La chirurgia gastrointestinale è al centro della Padova Gastrointestinal Week: cinque giornate di formazione avanzata con anatomia, dissezione su corpi donati alla scienza, diagnostica, chirurgia laparoscopica e robotica, live surgery e confronto sull’uso dell’intelligenza artificiale.
Chirurgia gastrointestinale, formazione internazionale a Padova
Padova ospita dal 14 al 18 settembre una settimana di formazione chirurgica avanzata dedicata al tratto gastrointestinale inferiore. L’iniziativa riunisce docenti provenienti da tutta Italia e corsisti da diversi Paesi, con un percorso che collega conoscenza anatomica, diagnosi, indicazione terapeutica e trattamento.
Dall’anatomia alla scelta terapeutica
Secondo la presentazione ufficiale dell’Università di Padova, le prime giornate sono dedicate all’anatomia chirurgica e alla dissezione su corpi donati alla scienza. Il corso si svolge nell’Istituto di Anatomia umana di via Gabelli, sede del Centro di riferimento nazionale per la conservazione e l’utilizzazione dei corpi dei defunti.
La formazione prosegue con le principali tecniche di chirurgia laparoscopica e robotica. I partecipanti possono inoltre seguire le attività degli ambulatori di fisiopatologia e diagnostica funzionale, osservando come le informazioni cliniche orientano le decisioni.
Live surgery e intelligenza artificiale
Il programma comprende interventi di live surgery e sessioni sull’impiego dell’intelligenza artificiale. L’obiettivo della terza edizione è mettere alla prova l’intero processo decisionale della chirurgia moderna, dalla valutazione iniziale alla procedura, senza separare teoria e pratica clinica.
La formula punta soprattutto sulla formazione di giovani chirurghi e chirurghe, chiamati a confrontarsi con specialisti esperti e con tecnologie che stanno modificando organizzazione, precisione e sicurezza delle cure.

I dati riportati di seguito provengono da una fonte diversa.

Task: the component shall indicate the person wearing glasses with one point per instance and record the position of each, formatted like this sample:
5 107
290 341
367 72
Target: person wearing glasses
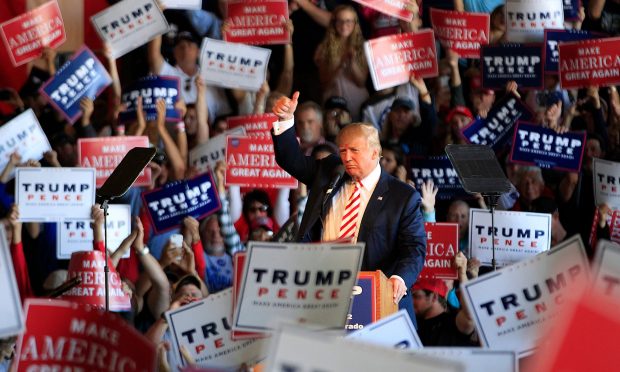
340 58
256 205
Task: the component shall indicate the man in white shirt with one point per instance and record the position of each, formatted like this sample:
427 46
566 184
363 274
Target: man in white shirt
186 53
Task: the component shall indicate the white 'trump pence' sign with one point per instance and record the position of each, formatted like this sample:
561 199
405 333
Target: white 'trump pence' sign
512 306
129 24
52 194
518 235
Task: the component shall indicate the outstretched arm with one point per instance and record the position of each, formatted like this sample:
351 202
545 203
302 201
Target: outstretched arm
288 153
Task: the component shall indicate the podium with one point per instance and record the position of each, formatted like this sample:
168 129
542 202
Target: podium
372 300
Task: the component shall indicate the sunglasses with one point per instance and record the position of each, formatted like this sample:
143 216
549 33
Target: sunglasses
262 208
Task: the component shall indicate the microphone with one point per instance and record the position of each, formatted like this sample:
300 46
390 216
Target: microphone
336 176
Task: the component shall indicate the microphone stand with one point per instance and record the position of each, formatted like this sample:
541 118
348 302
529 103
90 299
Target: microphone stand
106 268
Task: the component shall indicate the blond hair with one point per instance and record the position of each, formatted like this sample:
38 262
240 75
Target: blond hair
333 47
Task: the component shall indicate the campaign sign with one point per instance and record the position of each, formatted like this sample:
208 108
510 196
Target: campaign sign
590 63
442 245
255 125
203 157
259 22
105 154
23 134
363 309
392 59
238 266
571 9
170 204
129 24
81 76
181 4
518 235
512 306
464 33
295 349
77 235
203 329
526 20
63 336
296 282
497 128
606 182
52 194
581 341
440 170
507 62
26 35
251 162
534 144
395 8
11 317
476 359
151 88
553 38
606 269
233 65
395 331
89 267
614 227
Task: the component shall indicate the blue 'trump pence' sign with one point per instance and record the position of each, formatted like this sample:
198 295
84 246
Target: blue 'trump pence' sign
82 76
495 130
152 88
505 62
545 148
170 204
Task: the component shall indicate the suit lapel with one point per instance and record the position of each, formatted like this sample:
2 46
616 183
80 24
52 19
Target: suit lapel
337 188
375 204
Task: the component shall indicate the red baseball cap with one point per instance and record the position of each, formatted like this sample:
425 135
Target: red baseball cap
434 285
459 110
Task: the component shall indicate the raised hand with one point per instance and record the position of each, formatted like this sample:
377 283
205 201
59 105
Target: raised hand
285 107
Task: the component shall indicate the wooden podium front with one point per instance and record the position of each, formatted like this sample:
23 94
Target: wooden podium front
372 300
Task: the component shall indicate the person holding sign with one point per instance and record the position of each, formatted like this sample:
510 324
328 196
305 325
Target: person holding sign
352 198
437 326
340 58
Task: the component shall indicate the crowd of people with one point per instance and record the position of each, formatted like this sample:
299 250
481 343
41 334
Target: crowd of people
325 62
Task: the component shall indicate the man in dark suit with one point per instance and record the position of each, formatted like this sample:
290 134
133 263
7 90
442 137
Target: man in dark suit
389 219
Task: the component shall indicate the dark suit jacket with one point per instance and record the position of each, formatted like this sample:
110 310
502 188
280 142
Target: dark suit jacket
392 226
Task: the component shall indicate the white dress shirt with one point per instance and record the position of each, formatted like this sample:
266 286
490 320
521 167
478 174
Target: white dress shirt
331 231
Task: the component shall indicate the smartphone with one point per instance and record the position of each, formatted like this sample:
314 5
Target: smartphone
5 94
177 240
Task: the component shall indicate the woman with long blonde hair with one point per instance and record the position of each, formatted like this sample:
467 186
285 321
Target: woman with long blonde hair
340 58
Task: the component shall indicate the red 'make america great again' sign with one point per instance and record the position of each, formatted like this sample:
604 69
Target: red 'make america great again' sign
590 63
257 22
464 33
393 59
65 336
25 36
251 162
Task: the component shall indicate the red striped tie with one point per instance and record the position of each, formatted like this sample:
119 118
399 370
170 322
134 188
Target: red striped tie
349 218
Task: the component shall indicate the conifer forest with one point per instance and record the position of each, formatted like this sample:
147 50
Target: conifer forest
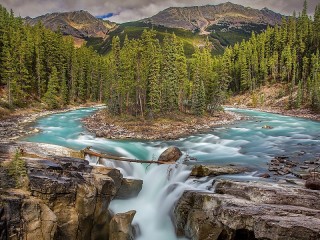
147 77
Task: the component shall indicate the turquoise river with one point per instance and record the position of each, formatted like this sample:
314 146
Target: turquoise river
243 143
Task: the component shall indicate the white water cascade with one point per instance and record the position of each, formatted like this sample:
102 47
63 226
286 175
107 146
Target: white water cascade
163 185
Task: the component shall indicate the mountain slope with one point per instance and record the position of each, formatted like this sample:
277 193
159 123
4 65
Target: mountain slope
200 18
79 24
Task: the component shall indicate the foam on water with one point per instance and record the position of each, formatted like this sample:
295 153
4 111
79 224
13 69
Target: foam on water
245 143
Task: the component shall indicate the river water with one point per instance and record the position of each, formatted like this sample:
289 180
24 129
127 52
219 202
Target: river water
244 143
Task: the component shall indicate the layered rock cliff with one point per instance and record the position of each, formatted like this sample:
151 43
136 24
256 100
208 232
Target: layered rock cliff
248 211
59 198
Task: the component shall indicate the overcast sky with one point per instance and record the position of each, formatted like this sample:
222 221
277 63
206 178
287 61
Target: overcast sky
131 10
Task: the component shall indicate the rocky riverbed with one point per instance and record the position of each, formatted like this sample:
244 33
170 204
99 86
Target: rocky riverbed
47 193
103 125
248 211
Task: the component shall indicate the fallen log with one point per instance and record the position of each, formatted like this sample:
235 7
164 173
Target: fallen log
110 157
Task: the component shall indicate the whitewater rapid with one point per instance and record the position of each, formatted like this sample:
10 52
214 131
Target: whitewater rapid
245 143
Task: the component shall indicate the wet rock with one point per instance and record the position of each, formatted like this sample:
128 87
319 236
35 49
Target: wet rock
301 174
304 167
26 217
171 154
313 184
65 197
212 170
264 175
129 188
120 226
249 210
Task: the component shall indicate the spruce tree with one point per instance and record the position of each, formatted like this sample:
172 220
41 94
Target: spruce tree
51 96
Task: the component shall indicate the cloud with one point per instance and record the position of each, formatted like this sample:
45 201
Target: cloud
136 9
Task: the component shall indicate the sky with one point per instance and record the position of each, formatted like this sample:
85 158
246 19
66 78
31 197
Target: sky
123 11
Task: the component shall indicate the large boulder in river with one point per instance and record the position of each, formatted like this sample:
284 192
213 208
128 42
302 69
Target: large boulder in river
215 170
129 188
171 154
120 226
249 210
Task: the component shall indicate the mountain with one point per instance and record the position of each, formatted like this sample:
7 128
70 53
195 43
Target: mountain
224 24
224 17
79 24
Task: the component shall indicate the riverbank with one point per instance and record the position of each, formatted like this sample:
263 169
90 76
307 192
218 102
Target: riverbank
272 99
301 113
172 127
19 123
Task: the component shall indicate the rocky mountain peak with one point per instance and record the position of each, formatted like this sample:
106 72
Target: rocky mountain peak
80 24
202 17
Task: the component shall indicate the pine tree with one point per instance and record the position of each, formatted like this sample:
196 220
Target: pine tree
51 96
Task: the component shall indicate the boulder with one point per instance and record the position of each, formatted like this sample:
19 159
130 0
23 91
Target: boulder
26 217
66 198
120 226
313 184
265 175
129 188
171 154
249 210
214 170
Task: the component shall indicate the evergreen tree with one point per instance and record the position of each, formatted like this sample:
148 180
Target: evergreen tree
51 96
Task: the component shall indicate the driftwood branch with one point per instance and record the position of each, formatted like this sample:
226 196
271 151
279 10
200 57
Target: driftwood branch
106 156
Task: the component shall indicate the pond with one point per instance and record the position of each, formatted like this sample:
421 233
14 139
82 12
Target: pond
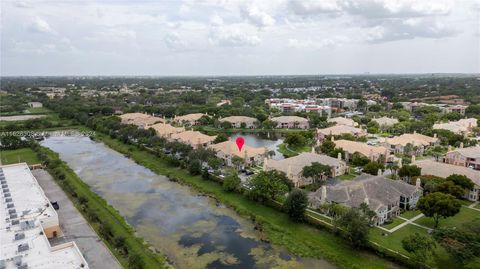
268 140
193 230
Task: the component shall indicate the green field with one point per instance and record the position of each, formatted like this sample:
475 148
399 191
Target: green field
18 156
465 215
300 239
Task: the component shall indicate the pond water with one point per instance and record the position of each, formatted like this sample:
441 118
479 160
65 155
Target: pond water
194 231
268 140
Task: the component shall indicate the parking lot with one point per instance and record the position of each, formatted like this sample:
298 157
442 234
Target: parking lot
75 227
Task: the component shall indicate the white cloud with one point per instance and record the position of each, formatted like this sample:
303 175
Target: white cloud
256 16
39 25
233 36
317 44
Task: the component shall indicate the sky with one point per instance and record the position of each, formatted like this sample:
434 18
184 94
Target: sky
224 37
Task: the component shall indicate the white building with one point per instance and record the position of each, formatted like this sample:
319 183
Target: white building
27 221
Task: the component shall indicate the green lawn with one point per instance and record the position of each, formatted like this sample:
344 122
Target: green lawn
394 241
465 215
395 222
19 155
300 239
410 214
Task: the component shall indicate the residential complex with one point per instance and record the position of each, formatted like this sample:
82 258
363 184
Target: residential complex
291 122
228 150
439 169
27 222
384 196
293 166
241 121
410 144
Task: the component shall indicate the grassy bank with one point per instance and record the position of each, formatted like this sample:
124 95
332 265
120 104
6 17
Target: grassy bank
130 250
300 239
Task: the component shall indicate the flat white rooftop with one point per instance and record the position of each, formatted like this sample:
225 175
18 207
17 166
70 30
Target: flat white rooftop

Un altro appuntamento internazionale per la sanità padovana
La Gastrointestinal Week segue il recente congresso europeo sulla chirurgia robotica urologica, che ha portato a Padova oltre mille partecipanti e numerosi interventi trasmessi in diretta.
I due appuntamenti riguardano specialità diverse, ma confermano il ruolo della città nella formazione medica avanzata. Il confronto tra anatomia, diagnostica, chirurgia mini-invasiva e strumenti digitali permette di osservare concretamente come cambiano competenze e percorsi di cura.